It would be rare if you are a female in the United States of America, not to empathise immediately with the heorine Plum, of Sarai Walker’s novel “Dietland.” For who, even those of us categorized in the “normal” or even “skinny” category, haven’t looked in the mirror and thought “I could lose 5 – 10 pounds!”? You’d have to be living in a commune in remote Utah not to feel some kind of pressure from the world creep in on your psyche.
So it is that Sarai’s novel captures not only the outer war women have with the world in how they are viewed in terms of their bodyfat percentage, but also, and more importantly, the inner war that comes with living in our media heavy, Facebook, Instagram, selfie overload society. Dietland is both a harsh critique of the dieting industry, which is mainly targeted towards women, and it also slams the Media Industry, most particularly women’s magazines, for perpetuating the myth that women have to be skinny and attractive to be someone in this society.

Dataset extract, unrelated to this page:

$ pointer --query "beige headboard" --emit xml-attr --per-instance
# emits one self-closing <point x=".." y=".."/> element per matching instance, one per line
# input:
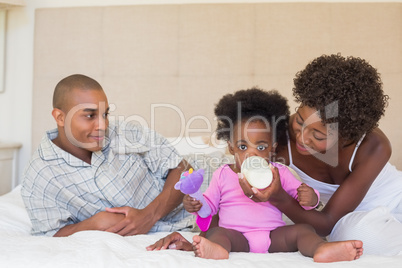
<point x="170" y="64"/>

The story itself, without giving away any of the details, is at times moving, and other times a very funny commentary with in jokes on working in the magazine industry. The plot is a bit hallucinatory, and does parallel well with the Alice in Wonderland analogies that are thrown in. The heroine is in fact being thrown into her own rabbithole of how she views herself and through the course of the novel encounters various challenges to how she is going to view herself–the way others do or the way she wants to. While not everyone will agree or like points in the book, I would suggest that the book is a bit of a rorschach for how each reader has internalized their own feelings about weight, women, and the value beteween the two. If you want to find out whether or not you have any personal prejudice about weight, whether you yourself are overweight or not, take the jump down the rabbit hole yourself and read “Dietland.” You will not be sorry you took the journey.